Now this should be easy because writing a chapter is like writing a long blog post, right? Wrong. Unlike blogging, where I can assume you already know me, I had to write this book for a reader who doesn’t know me at all. Plus, it was deadline work. And while I can write up a blog post in well under an hour, writing this chapter was a whole ‘nother ball game. I finally turned in my first draft on Friday. One week late (see, I told you I don’t like deadlines) – with much of a push from orangefoodie.

UPDATE – MAY 2010: The 55 Knives book is now available and selling wonderfully! And if you haven’t had enough of your eggplant cravings, you can read my recipe for Stuffed Eggplant on page 71 of the book along with a short story on my love for food and cooking. So get your copy of 55 Knives today!
In other news, my mango chutney has been featured on Saveur. So happy to be on their list! There will be some bigger, better news soon enough but I need to hold on to it for just a little bit.
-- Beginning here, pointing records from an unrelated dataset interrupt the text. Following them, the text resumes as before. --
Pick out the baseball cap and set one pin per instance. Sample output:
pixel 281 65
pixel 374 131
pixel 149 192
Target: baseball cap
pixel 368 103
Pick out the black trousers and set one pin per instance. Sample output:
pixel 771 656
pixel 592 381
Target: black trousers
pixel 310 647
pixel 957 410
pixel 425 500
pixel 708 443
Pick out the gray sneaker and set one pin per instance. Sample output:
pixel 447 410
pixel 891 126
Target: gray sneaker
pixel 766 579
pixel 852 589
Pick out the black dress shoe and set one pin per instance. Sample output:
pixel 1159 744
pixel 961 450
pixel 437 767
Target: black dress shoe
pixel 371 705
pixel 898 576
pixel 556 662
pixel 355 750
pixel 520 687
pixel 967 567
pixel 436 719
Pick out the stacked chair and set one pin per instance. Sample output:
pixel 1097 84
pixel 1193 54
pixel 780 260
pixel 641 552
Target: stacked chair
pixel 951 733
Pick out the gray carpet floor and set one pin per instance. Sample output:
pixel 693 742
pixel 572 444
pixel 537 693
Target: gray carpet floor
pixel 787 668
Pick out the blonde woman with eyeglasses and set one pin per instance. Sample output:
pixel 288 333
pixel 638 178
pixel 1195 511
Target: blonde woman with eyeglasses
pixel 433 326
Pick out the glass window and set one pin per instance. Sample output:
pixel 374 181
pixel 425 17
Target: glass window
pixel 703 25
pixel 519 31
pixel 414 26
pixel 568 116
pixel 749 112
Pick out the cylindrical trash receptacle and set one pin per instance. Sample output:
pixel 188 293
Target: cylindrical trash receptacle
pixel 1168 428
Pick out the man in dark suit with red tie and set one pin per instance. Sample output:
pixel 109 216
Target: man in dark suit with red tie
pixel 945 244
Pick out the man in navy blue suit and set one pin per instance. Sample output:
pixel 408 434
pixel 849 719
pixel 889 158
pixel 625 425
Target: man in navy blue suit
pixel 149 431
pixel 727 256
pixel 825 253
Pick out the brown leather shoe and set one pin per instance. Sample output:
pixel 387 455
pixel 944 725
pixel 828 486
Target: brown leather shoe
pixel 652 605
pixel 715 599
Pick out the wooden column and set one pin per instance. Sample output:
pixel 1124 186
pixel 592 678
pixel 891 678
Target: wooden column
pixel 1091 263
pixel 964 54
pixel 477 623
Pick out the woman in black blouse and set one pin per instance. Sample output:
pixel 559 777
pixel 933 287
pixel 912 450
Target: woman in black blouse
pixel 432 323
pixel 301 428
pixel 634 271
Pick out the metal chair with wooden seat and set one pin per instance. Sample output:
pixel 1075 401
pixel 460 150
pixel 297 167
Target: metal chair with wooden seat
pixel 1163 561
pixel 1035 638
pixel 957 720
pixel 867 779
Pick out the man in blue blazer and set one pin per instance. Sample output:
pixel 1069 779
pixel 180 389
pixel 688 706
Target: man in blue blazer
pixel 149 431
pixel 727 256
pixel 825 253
Now let’s get to that gorgeous eggplant recipe, shall we?
Eggplant, yellow chilli, sweet marjoram and marinade
I have been leafing through the recipes in the Ottolenghi book ever since I got it, and every recipe looks absolutely stunning. With loads of garlic and lemon in most of the recipes, I think this book was written just for me. Given my recent fascination with eggplant, I tried the marinated eggplant recipe. And my, was it delicious – served with a garlicky tahini sauce, I loved it! My mom enjoyed it so much, she reserved some to take for lunch to work the next day.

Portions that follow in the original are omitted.